Western rare earths just got their first real mine-to-magnet champion
Energy Fuels (UUUU) signed a deal to buy VACUUMSCHMELZE for ~$1.9B, and the structure is what matters. Once it closes, UUUU can move a rare earth from ore to finished magnet without China touching a single step:
• Ore from the Donald Project in Australia
• Separation at the White Mesa Mill in Utah
• Metal from Korea today (via the ASM acquisition), the U.S. next
• Magnets out of VAC’s Sumter, South Carolina plant
The price tag breaks down as $718M cash, 65.85M newly issued UUUU shares, and up to ~$103M in contingent preferred, landing at ~$1.9B equity value off the June 22 close of $16.12. Add ~$140M of VAC net debt that Energy Fuels takes on.
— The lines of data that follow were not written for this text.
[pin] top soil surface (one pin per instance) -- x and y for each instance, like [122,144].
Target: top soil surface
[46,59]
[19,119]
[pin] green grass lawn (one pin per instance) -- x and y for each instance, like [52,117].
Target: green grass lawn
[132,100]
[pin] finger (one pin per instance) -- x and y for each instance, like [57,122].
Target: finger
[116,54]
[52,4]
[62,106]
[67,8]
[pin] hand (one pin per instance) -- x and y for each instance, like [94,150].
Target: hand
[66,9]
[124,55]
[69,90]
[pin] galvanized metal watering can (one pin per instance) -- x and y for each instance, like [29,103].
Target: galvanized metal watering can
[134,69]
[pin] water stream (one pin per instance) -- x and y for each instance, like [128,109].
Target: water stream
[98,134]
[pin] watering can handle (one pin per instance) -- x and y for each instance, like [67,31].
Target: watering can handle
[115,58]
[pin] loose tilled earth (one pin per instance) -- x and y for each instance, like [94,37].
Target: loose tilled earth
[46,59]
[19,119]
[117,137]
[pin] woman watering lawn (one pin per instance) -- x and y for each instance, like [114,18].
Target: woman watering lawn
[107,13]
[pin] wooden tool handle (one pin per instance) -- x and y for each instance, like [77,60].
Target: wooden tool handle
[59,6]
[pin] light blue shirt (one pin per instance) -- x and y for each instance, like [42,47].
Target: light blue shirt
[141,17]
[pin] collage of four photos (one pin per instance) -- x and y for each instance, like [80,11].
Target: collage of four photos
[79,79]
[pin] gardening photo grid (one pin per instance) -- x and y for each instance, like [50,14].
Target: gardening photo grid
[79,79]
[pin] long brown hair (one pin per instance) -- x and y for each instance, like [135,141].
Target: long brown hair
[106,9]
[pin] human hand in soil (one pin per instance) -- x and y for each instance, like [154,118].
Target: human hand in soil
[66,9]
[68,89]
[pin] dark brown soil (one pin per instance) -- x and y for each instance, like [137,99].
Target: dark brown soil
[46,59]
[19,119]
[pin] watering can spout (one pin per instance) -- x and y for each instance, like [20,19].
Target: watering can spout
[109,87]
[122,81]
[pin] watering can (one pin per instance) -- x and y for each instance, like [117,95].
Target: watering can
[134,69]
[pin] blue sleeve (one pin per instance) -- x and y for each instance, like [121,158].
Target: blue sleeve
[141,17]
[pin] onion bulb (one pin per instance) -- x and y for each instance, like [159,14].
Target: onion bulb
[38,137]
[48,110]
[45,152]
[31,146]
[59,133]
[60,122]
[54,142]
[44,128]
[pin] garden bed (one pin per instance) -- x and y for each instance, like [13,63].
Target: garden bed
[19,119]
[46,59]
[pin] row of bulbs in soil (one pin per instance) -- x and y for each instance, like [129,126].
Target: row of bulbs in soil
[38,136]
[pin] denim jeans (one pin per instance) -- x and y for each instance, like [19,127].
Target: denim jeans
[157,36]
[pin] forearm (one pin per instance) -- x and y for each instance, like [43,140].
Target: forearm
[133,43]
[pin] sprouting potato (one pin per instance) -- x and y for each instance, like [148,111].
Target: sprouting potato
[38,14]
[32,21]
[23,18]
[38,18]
Look past the headline number, though, and the funding is the tell:
• $250M Goldman Sachs term loan to refinance VAC’s existing debt
• $725M, 20-year conditional loan from the Office of Strategic Capital for the White Mesa expansion and a new U.S. metals plant
• A$220M being lined up with Export Finance Australia for the Donald Project
• $41M U.S. Department of War grant already parked inside VAC
Allied government capital and private capital, layered across four countries. That combination is the actual cost of standing up a supply chain outside China, and almost nobody else is assembling it.
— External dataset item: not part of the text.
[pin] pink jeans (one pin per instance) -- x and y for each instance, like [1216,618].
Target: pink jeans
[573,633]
VAC earns the trust, too. Over a century in operation, 400+ patents, 1,000+ customers, DFARS compliant, and already under a Defense Logistics Agency contract feeding the U.S. defense stockpile. Sumter runs 2,000 tonnes a year today with a path to 12,000 as orders arrive.
Targeted close is early 2027. This is what vertical integration looks like when someone actually commits to it. Credit where it’s due.